Bir anda koltukta dikleştim. Bunu o kadar güzel söylemişti ki benden kaçırdığı gözlerine bakarken garip hissediyordum.

"Benimle yağmurda yürümek mi istiyorsunuz?" Dedim şaşkınlığımı belli eder bi sesle.

"Evet, seninle yağmurda yürümek istiyorum" dediğinde bana sen sen değilsin desenizde inanırdım.
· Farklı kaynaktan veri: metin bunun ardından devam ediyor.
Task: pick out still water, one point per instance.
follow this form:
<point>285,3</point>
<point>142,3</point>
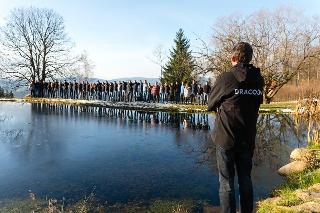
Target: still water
<point>122,155</point>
Saçlarımı yüzümü bir perde gibi kapattığı için minnettardım ama Kim Jisoo şu anda o perdeyi açıyor ve yarama bakıyordu. O gözlerin yarama değmesini istiyordum. "Yani belki korkun varsa geçer diye düşündüm." Dedi afallayarak. Cümleleri kurarken boğuk boğuk konuşuyordu. Koca bir şirket ceosuydu ama şu anda Kim Jisoo bir kedi gibiydi. Anlık gelen bir gülümsemeyle ona baktım ve kendime şaşırarak cevapladım.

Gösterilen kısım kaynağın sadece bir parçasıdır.